Uncovering the Genetic Foundation of Autophagic Cell Death in Yeast
Most plant organs have a finite lifespan before they begin to senesce. Although this is a natural part of life, it also reduces the lifespan of flowers, fruits, and tubers. Moreover, abiotic stress seems to accelerate this process so that plants rarely recover from even brief periods of drought or salt stress. Attempts have been made to delay or fully inhibit the onset of senescence by genetically manipulating the levels of the hormones that control it. Unfortunately, these hormones control a number of developmental processes, so although the plants show no sign of premature aging, they also show numerous morphological abnormalities. We believe that it might be possible to delay senescence just as effectively by altering "down-stream" processes (those controlled by these hormones) in a surgical fashion that has little impact on other pathways.
The process that we believe could be valuable for this end is called autophagy. Autophagy is known to protect cells from nutrient deprivation, including that that occurs during salt stress, yet paradoxically, also contributes to programmed cell death when plants are attacked by pathogens. Although autophagy has sometimes been described as if it was a single process, it is in fact is a family of processes carried out in similar ways, by a common set of proteins cooperating with different sets of auxiliary proteins that alter the choice of targets. We are attempting to discover new processes by challenging mutant yeast strains with novel stresses. We propose to identify autophagic pathways that alternatively protect cells from the deleterious effects of toxic metals like zinc, and from the toxic effects caused by protein aggregation such as that that is thought to occur during aging.
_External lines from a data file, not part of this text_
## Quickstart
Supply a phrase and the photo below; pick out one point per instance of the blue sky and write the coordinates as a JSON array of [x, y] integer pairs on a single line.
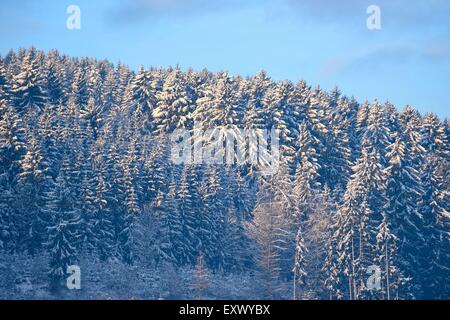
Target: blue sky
[[325, 42]]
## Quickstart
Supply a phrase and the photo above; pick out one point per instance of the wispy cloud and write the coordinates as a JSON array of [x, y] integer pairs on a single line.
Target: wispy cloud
[[132, 11]]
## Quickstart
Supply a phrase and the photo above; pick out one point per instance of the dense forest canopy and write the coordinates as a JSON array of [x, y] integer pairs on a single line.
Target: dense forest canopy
[[85, 171]]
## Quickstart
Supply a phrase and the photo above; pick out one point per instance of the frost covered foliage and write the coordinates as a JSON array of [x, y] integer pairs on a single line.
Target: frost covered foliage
[[86, 179]]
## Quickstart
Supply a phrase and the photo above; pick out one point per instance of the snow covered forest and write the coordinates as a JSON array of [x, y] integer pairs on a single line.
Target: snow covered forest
[[86, 179]]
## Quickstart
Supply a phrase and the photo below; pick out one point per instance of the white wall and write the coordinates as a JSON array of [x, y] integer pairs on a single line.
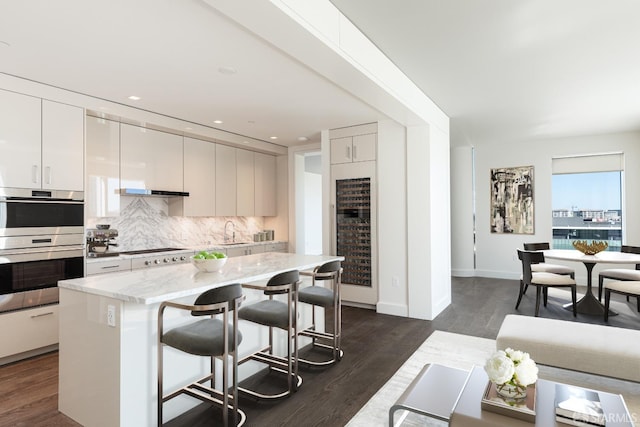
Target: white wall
[[392, 219], [496, 253], [462, 244]]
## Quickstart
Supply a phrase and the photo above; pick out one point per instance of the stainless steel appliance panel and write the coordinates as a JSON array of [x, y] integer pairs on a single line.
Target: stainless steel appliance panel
[[35, 212], [39, 270]]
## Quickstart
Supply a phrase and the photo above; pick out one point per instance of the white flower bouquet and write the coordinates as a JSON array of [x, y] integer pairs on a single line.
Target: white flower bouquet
[[511, 371]]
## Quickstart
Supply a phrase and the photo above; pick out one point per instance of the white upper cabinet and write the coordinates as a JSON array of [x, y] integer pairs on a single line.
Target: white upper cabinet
[[341, 150], [364, 148], [199, 177], [20, 140], [150, 159], [62, 146], [225, 180], [41, 143], [359, 148], [265, 184], [102, 197], [245, 173]]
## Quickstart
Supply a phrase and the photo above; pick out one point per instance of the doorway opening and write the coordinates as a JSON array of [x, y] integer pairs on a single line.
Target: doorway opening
[[308, 202]]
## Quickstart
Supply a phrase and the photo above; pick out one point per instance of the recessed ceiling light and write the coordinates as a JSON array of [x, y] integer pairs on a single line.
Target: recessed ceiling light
[[227, 70]]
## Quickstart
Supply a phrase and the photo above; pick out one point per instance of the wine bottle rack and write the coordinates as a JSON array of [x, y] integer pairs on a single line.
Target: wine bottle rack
[[353, 229]]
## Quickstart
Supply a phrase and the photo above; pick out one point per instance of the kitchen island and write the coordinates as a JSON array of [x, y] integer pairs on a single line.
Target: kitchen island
[[108, 334]]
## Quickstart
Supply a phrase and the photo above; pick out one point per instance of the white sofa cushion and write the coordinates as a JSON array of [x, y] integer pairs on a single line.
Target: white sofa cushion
[[597, 349]]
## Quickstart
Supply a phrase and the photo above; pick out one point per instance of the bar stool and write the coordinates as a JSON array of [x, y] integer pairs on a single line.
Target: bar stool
[[276, 314], [211, 337], [327, 298]]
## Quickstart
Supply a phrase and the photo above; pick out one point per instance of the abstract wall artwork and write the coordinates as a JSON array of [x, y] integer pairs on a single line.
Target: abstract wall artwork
[[512, 200]]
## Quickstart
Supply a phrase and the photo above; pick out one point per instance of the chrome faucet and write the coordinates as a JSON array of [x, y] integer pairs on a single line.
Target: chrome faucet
[[226, 238]]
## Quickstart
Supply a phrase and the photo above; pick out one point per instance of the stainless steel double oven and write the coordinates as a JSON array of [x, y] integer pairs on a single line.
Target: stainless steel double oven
[[41, 242]]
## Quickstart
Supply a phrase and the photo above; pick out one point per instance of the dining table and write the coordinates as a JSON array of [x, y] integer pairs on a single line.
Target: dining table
[[589, 304]]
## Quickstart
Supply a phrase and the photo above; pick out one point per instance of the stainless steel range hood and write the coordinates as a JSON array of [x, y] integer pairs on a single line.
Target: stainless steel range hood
[[138, 192]]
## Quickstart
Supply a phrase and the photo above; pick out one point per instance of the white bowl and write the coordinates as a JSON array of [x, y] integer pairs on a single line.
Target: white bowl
[[209, 265]]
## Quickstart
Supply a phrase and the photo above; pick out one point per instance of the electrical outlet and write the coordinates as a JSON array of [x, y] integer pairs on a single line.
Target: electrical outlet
[[111, 315]]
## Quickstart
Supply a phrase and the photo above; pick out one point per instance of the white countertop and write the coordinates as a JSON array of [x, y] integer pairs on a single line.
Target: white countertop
[[186, 250], [150, 286]]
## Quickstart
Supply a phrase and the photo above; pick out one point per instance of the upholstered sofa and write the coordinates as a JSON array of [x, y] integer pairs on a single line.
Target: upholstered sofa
[[596, 349]]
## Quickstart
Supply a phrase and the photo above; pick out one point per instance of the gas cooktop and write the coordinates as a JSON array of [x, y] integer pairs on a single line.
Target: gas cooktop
[[151, 251]]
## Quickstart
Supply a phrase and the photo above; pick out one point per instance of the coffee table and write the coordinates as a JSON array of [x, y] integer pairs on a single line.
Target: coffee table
[[468, 410], [433, 393]]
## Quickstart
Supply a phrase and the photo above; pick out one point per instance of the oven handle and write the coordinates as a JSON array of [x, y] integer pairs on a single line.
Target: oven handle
[[40, 201], [37, 254]]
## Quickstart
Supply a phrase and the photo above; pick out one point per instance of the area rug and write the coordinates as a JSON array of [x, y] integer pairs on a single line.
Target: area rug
[[463, 352]]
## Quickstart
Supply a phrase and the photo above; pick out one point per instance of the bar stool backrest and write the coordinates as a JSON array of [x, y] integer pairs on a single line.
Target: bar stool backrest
[[286, 278], [329, 267], [217, 295], [542, 246]]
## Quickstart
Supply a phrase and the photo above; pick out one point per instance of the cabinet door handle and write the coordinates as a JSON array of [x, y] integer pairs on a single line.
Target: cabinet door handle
[[47, 174], [49, 313]]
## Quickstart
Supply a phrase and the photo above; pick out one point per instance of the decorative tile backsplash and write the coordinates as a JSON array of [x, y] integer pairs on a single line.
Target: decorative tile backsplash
[[144, 223]]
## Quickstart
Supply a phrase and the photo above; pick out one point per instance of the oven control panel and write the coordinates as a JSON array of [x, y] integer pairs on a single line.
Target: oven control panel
[[161, 259]]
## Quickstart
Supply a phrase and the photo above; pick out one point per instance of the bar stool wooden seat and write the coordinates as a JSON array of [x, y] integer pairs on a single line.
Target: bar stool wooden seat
[[281, 315], [328, 298], [211, 337]]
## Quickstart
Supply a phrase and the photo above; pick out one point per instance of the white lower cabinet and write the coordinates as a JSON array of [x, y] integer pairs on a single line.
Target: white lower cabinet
[[27, 331]]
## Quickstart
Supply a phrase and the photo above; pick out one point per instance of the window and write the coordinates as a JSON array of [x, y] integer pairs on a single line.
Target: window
[[587, 200]]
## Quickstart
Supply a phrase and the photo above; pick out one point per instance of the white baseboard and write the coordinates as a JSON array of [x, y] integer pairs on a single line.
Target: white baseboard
[[399, 310]]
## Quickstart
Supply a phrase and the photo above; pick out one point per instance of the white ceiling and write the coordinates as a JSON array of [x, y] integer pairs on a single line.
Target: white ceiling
[[169, 53], [513, 70], [503, 70]]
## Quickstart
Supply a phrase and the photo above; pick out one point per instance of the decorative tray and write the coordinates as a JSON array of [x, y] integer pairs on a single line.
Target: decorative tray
[[524, 409]]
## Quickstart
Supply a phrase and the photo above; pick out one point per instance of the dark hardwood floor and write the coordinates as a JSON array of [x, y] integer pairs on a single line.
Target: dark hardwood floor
[[375, 346]]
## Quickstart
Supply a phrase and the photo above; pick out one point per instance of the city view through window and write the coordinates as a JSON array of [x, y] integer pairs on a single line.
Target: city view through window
[[587, 206]]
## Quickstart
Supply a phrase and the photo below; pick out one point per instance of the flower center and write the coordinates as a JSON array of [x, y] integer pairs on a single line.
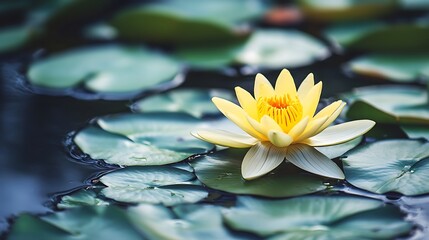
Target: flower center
[[285, 110]]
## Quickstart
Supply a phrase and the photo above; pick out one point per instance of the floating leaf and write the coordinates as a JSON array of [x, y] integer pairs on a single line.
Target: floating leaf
[[222, 171], [186, 22], [381, 36], [12, 38], [191, 222], [395, 67], [102, 222], [152, 184], [317, 217], [81, 198], [389, 104], [142, 139], [196, 102], [280, 48], [106, 69], [389, 165], [338, 150], [210, 57], [346, 10]]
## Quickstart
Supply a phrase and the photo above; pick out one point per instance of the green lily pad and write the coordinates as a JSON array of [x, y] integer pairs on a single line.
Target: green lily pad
[[317, 217], [104, 69], [186, 22], [107, 222], [389, 104], [338, 150], [166, 185], [281, 48], [191, 222], [12, 38], [142, 139], [416, 131], [222, 171], [210, 57], [394, 67], [196, 102], [81, 198], [346, 10], [381, 36], [389, 166]]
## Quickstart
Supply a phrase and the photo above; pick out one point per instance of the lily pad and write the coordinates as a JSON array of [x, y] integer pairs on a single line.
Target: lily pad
[[104, 69], [222, 171], [389, 104], [279, 48], [346, 10], [317, 217], [142, 139], [81, 198], [381, 36], [166, 185], [107, 222], [186, 22], [389, 166], [196, 102], [191, 222], [394, 67], [210, 57]]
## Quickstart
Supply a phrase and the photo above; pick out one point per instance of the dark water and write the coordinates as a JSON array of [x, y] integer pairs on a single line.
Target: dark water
[[33, 162], [35, 165]]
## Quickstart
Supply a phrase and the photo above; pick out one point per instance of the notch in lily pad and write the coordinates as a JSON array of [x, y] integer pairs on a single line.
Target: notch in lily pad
[[153, 184], [108, 72], [142, 139]]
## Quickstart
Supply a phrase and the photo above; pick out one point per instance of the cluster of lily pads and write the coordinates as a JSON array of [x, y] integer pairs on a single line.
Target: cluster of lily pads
[[162, 183]]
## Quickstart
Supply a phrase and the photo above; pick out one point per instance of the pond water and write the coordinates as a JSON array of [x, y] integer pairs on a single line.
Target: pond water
[[36, 167]]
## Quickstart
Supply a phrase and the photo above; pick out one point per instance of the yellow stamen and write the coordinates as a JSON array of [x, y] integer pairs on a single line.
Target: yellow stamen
[[285, 110]]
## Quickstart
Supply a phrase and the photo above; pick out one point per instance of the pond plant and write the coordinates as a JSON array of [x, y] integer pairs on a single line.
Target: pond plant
[[188, 159]]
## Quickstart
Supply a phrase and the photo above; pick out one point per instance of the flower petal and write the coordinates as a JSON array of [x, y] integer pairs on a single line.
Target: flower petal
[[260, 160], [309, 102], [279, 139], [270, 123], [311, 160], [332, 117], [340, 133], [237, 115], [285, 84], [257, 126], [311, 128], [299, 128], [305, 86], [247, 102], [263, 87], [225, 138]]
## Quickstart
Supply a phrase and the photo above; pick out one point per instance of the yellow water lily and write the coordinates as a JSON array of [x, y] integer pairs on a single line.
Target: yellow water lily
[[282, 124]]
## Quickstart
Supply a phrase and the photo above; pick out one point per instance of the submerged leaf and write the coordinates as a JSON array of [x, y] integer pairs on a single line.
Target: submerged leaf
[[165, 185], [221, 171], [389, 165], [142, 139], [317, 217], [108, 69]]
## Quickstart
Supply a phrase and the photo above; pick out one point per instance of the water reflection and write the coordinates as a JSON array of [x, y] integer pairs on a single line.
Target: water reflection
[[33, 162]]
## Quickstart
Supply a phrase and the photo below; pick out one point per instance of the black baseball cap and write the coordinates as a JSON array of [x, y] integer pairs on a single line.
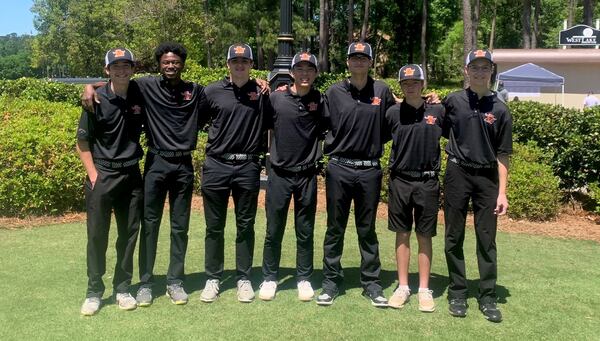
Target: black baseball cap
[[114, 55], [479, 54], [239, 51], [411, 71], [304, 57], [360, 48]]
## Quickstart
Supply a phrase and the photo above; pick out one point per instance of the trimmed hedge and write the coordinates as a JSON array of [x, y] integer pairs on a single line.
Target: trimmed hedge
[[571, 136], [41, 89], [40, 171]]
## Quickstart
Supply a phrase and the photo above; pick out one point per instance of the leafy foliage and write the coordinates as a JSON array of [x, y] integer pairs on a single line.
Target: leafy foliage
[[39, 173], [39, 89]]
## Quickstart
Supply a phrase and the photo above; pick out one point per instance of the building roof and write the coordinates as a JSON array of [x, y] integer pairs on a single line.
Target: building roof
[[555, 56]]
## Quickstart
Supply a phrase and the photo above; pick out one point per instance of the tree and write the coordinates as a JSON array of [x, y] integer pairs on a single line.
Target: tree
[[363, 31], [323, 35], [588, 12]]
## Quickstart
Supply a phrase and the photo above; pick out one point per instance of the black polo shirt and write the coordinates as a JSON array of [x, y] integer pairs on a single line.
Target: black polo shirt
[[477, 129], [297, 127], [172, 113], [416, 136], [356, 119], [237, 117], [113, 130]]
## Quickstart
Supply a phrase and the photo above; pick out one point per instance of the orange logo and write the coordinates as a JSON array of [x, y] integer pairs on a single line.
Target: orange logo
[[489, 118], [430, 119], [136, 109], [409, 71], [239, 50]]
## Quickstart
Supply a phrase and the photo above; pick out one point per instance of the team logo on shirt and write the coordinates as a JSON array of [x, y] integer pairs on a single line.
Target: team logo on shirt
[[136, 109], [429, 119], [489, 118], [239, 50]]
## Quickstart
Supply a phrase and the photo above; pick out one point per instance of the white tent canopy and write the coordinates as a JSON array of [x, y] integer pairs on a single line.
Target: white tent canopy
[[531, 76]]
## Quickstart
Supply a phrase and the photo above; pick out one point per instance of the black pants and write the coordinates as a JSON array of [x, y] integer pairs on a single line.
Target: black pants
[[481, 185], [241, 179], [281, 186], [174, 176], [119, 190], [344, 184]]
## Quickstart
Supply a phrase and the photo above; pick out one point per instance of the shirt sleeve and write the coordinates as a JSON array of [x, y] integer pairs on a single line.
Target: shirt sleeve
[[85, 129], [504, 138]]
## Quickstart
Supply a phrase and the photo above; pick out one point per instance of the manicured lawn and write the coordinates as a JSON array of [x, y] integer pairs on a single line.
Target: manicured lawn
[[549, 289]]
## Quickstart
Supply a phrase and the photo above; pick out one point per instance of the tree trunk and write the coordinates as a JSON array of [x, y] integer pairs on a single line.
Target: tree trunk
[[475, 23], [424, 41], [323, 35], [588, 12], [536, 23], [208, 44], [350, 23], [571, 12], [363, 32], [526, 23], [467, 28], [493, 27]]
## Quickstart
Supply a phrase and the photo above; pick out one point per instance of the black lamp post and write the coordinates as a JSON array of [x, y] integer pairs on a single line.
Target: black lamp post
[[281, 68]]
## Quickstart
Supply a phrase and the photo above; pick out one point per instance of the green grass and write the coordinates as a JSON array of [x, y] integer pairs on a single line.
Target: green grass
[[548, 290]]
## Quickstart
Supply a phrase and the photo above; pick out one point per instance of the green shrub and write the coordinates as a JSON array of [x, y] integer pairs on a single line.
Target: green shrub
[[571, 136], [40, 171], [594, 194], [533, 189], [41, 89]]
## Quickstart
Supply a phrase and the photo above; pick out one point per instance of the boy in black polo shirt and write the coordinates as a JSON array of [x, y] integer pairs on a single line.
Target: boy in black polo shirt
[[295, 150], [108, 145], [354, 112], [478, 126], [414, 187], [236, 109]]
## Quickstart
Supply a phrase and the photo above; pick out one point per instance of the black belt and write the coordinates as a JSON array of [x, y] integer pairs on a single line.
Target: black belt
[[355, 162], [297, 169], [473, 165], [169, 153], [116, 164], [417, 174], [238, 157]]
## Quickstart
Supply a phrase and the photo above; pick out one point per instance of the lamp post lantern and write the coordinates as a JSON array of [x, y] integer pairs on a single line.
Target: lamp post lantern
[[281, 68]]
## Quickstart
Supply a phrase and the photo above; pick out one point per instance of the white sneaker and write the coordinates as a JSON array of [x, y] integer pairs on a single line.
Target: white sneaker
[[305, 291], [399, 298], [210, 293], [90, 306], [267, 290], [245, 291], [126, 302]]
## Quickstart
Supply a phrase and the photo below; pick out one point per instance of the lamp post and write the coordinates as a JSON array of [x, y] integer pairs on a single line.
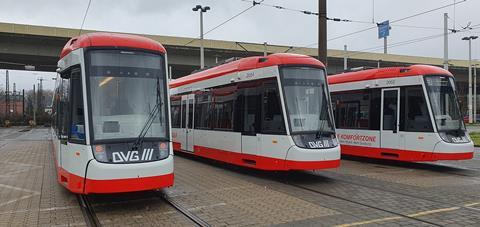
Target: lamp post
[[469, 97], [475, 93], [202, 10]]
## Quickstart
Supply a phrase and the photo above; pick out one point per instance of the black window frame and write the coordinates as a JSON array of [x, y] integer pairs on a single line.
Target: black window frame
[[71, 90], [87, 58], [374, 103]]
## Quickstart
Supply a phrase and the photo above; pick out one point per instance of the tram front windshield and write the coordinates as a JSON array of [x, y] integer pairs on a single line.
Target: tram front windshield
[[127, 87], [306, 97], [446, 111]]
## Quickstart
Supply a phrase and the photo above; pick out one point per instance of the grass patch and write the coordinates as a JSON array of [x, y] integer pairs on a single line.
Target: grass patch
[[475, 137]]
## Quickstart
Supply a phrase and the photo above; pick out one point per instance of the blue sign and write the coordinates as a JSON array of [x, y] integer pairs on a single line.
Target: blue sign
[[383, 29]]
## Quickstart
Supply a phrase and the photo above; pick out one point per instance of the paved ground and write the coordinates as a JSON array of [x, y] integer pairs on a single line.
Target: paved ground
[[361, 192]]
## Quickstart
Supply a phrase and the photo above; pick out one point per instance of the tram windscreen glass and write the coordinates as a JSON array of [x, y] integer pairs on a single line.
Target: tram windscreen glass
[[445, 107], [125, 87], [306, 97]]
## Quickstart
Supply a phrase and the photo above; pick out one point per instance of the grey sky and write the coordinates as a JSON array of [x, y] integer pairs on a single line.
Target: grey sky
[[260, 24]]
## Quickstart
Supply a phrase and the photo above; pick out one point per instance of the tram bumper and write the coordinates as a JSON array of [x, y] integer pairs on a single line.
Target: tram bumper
[[312, 159], [116, 178], [453, 151]]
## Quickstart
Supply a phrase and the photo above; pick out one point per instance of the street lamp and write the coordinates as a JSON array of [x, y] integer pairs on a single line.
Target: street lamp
[[202, 10], [470, 107], [475, 93]]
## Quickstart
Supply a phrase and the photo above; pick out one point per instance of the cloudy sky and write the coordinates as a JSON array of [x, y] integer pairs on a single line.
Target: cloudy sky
[[262, 23]]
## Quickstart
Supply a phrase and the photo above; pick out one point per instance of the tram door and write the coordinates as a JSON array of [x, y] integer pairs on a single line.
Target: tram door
[[389, 125], [187, 122]]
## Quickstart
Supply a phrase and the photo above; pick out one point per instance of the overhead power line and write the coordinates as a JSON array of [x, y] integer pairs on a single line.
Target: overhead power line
[[84, 16], [398, 20], [228, 20], [406, 42]]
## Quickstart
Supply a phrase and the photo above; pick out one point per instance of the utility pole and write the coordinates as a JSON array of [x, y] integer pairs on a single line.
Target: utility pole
[[23, 104], [7, 96], [34, 106], [322, 31], [470, 106], [264, 49], [40, 96], [475, 93], [202, 10], [14, 98], [385, 44], [445, 41]]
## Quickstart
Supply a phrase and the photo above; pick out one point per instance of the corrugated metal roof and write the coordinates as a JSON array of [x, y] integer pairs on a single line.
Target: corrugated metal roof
[[236, 46]]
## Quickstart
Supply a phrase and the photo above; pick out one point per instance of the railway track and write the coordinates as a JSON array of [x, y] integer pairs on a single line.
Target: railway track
[[87, 211], [360, 203], [396, 192], [192, 217]]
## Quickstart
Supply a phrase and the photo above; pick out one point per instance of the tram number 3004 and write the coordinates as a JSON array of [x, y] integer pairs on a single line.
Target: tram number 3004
[[318, 144], [132, 156]]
Our
plan is to use the genetically advantageous organism, yeast, to identify these genes but once these genes have been identified there, it will be possible to look in the plant genome for equivalents that are responsible for the same effects. Yeast has proven to be an invaluable model for the discovery of genes associated with control of cell division, control of cell death, and responsible for repairing cellular damage. We fully expect, therefore, that the dissection of autophagic processes in yeast will prove equally enlightening for studies of autophagic processes in plants. Based on past experience, we also believe yeast can become a convenient test system for screening for chemicals able to target the identified genes so that researchers and farmers can suppress death or extend life as desired in our crops.